さて、今回は、故人様を棺に安置し、その成仏を願って読経させていただいた後にお唱えする「回向(えこう)」に触れてみたいと思います。
「回向」は読経の善行を通じて、その功徳を供養・祈念の対象者(今の場合は故人様)に向け、仏道に入らしむることを願ってお唱えするものです。

その回向文を下記にご紹介させていただきます。

上来(じょうらい)念誦諷経(ねんじゅふぎん)する功徳は、新帰元(戒名)に回向す。
伏して願わくば神浄域(しんじょういき)を越え、業塵労(ごうじんろう)を謝す。
(はす)上品(じょうぼん)の華を開き、仏は一生の記を授く。
再び清衆(せいしゅ)を労して念ぜんことを。

回向では、まず、これまで「大夜念誦(たいやねんじゅ)」や「十仏名(じゅうぶつみょう)」でお唱えしてきた功徳を、故人様に巡らせることが示されます。「神浄域を超え」とありますが、仏教という仏様の世界の中に、神様が登場しているような印象を受け、違和感を覚えますが、“神”には、“霊魂”の意があります。すなわち、ここには、故人様の魂が、浄・不浄の分別がある娑婆世界を超えて、分別なき仏の世界に赴くようにという願いが込められているのです。

次に、「業塵労を謝す」とあります。「塵労」とは、「煩悩」のことで、「貪り」・「(いか)り」・「愚かさ」という、きれいな心を汚そうとするものです。私たちの塵労(煩悩)を有した生前の行い((ごう))もまた、仏の世界に赴くとき、謝(煩悩を払い除ける)して、仏の世界(境地)に達するようにという願いが込められています。

そして、「蓮は上品の華を開き、仏は一生の記を授く」とあります。「上品」とは「最上の価値、上等の種類」とあります。仏教では泥水の中できれいな花を咲かせる蓮の姿が仏の智慧や慈悲の象徴とされてきました。次の「仏は一生の記を授く」では、仏様が一生涯にわたって積み重ねてきた修行の足跡(記録)のすべてを、そっくりそのまま故人様に授けることが願われています。これらが指し示すのは、仏様が故人様の成仏を保障しているということです。

そうやって故人様の成仏を願って、その保障を与えた上で、今一度、清衆(他の僧侶)と共に読経を勤める(労して)ことを誓い、次の場面(読経)につながっていきます。

葬儀では、様々な場面が展開され、幾度も読経が繰り返されていきますが、そこに込められた願いは、共通して「故人様の成仏」です。
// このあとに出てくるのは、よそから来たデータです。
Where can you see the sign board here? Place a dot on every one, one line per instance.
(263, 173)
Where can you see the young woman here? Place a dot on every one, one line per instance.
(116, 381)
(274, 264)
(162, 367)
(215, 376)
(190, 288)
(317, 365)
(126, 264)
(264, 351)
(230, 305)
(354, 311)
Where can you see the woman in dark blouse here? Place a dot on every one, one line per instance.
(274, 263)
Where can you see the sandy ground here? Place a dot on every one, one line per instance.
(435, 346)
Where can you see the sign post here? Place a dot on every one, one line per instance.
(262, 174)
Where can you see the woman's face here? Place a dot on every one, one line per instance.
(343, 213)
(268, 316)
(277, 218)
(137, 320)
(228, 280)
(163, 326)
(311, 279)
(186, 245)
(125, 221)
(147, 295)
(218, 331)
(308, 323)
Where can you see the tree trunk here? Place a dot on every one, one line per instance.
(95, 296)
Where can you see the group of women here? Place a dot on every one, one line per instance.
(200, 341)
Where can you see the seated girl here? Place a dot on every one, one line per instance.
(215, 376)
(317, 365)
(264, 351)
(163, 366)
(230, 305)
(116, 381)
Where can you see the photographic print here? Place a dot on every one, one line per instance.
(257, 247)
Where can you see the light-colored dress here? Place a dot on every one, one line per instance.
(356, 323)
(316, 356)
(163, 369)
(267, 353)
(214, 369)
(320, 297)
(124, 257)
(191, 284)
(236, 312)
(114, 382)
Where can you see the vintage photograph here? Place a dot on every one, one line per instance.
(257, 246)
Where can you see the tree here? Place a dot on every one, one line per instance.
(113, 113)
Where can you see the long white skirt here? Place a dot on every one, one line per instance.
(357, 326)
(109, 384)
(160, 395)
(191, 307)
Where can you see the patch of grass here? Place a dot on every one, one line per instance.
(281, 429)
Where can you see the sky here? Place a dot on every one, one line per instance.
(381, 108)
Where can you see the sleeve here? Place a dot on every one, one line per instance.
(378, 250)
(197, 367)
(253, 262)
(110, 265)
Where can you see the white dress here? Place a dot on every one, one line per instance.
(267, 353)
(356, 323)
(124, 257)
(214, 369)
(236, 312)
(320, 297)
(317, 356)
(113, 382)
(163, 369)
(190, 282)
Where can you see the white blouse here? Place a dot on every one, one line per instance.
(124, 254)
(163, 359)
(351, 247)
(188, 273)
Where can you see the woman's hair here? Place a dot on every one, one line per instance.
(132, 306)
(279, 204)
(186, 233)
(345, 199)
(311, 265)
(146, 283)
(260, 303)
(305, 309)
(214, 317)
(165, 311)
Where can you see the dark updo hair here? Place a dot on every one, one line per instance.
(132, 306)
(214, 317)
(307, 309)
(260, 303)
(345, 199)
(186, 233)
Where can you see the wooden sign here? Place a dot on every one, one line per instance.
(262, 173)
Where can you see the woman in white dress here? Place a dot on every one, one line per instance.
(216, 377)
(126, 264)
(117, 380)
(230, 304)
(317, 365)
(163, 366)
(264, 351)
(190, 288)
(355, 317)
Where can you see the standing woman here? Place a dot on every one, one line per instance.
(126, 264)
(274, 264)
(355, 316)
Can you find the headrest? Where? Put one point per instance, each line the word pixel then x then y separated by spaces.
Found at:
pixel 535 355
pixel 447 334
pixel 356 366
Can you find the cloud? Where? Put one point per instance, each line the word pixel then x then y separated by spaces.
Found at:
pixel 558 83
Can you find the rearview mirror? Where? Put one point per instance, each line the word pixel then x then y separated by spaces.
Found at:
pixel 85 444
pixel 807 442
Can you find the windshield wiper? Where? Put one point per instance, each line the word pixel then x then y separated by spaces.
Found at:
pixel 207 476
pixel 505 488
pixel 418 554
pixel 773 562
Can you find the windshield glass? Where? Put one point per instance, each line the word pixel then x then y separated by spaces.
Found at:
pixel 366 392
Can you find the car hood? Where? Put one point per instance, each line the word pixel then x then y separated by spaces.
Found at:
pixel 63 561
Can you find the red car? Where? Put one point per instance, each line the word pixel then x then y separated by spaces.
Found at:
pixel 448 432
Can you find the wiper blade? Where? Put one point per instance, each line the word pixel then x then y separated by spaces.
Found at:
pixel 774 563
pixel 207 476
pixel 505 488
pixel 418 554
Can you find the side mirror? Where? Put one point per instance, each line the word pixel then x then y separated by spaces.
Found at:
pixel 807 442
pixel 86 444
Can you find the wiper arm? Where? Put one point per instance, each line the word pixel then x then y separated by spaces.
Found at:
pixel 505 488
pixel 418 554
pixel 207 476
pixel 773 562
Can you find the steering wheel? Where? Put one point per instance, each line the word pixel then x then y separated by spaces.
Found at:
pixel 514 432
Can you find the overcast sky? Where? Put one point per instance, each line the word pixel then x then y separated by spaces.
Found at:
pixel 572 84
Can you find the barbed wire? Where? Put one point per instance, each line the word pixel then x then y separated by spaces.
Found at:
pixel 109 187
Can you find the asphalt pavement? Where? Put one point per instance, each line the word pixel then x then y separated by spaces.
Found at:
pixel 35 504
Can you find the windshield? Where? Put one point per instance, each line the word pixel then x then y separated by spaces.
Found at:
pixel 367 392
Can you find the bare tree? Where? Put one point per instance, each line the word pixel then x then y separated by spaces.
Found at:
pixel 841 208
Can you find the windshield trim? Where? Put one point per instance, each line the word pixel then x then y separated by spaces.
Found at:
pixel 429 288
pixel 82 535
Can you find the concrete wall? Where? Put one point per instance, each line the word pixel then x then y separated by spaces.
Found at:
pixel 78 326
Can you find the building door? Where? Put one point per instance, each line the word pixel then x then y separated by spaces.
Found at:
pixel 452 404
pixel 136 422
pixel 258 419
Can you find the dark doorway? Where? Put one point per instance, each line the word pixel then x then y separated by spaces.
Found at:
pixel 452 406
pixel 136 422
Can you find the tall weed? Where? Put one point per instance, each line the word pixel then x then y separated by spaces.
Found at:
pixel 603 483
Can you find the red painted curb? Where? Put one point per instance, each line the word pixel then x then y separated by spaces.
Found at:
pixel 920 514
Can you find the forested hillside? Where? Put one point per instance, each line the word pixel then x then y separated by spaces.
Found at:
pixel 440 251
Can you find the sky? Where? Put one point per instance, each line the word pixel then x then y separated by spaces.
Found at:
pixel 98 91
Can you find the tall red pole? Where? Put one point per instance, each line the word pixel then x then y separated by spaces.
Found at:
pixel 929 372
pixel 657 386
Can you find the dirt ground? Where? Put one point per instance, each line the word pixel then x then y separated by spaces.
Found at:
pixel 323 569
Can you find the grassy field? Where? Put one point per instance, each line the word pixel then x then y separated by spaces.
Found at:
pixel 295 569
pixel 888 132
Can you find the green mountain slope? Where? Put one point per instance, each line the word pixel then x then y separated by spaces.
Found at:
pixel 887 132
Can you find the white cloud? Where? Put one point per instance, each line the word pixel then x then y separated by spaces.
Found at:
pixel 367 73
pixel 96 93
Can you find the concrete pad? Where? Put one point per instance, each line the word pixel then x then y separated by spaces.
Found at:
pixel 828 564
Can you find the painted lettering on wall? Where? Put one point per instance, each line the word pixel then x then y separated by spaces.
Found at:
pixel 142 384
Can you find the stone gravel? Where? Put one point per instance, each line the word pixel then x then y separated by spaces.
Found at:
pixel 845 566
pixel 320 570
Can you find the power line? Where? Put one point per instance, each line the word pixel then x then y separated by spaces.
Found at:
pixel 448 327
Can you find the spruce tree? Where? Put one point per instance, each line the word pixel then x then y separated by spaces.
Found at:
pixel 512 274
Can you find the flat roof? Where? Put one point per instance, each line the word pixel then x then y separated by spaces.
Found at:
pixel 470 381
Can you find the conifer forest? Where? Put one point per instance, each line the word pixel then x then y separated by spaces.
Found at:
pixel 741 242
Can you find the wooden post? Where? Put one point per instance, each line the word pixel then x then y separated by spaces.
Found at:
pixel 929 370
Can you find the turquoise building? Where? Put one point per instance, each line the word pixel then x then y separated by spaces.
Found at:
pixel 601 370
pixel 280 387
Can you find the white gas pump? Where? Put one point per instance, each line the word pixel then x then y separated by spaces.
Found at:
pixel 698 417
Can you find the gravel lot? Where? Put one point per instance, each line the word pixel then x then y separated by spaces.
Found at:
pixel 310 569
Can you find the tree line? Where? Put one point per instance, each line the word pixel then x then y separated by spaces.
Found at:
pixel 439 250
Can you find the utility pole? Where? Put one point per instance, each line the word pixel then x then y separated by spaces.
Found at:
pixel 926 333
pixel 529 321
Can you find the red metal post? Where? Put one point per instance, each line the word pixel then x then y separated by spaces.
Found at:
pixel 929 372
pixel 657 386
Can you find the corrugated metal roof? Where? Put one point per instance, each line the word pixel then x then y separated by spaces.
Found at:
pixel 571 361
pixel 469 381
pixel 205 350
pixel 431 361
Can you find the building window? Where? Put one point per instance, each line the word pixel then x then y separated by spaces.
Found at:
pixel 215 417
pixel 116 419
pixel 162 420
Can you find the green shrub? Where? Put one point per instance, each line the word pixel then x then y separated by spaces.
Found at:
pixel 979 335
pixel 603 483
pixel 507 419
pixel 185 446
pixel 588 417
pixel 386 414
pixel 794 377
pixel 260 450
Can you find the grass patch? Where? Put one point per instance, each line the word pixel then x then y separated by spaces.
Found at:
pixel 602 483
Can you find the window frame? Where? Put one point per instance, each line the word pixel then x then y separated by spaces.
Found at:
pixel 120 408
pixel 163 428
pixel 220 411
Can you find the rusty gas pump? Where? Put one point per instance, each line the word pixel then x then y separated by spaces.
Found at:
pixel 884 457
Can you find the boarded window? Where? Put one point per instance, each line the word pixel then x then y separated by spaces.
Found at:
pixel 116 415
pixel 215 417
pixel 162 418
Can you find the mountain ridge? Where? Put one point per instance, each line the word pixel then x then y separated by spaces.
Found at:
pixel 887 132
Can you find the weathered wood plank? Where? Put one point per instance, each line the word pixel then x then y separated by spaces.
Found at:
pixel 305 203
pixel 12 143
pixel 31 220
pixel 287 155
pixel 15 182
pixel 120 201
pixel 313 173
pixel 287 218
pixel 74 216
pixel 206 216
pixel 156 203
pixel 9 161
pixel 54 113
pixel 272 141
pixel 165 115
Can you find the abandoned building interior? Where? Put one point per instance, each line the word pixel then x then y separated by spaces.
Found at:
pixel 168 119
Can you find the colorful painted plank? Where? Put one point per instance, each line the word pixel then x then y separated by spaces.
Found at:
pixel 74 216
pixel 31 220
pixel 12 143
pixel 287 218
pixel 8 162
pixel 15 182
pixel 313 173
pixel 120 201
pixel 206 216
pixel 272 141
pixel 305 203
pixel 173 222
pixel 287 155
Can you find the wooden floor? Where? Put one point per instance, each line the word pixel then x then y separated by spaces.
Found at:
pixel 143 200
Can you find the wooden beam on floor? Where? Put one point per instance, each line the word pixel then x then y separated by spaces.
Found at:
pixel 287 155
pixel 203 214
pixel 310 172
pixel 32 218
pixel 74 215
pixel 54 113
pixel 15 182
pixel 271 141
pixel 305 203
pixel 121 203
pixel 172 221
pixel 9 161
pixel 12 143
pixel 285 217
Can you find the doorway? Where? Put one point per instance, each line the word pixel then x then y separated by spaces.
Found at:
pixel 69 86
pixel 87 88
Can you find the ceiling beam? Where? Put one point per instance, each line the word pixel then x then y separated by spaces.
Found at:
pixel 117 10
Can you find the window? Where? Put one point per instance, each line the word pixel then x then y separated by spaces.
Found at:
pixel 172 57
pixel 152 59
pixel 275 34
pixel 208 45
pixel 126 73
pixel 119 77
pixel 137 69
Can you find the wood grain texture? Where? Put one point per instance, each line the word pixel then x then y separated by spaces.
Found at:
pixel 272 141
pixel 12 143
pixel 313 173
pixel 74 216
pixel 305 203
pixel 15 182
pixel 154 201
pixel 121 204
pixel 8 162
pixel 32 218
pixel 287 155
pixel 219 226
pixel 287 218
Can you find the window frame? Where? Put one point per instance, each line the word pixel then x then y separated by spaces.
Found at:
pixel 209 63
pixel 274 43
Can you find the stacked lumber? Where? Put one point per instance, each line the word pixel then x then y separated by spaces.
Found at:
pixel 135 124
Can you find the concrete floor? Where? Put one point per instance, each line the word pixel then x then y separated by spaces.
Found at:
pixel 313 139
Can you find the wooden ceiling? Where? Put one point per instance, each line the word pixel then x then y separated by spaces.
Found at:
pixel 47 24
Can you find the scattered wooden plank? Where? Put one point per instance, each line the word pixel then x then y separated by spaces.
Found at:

そして、それを通じて、故人様と深い縁のあるご遺族様始め、その場に身を置く全ての者が、この娑婆世界において、故人様と同じように成仏の日常を送ることが、葬祭執行における願いです。

社会の変化を受けて、葬祭の形態も変化していくものなのかもしれませんが、葬祭が「故人様とご遺族様の成仏の場・機縁」であることを自覚し、それを願うことだけは忘れることなく、葬祭の場に携わっていきたいものです。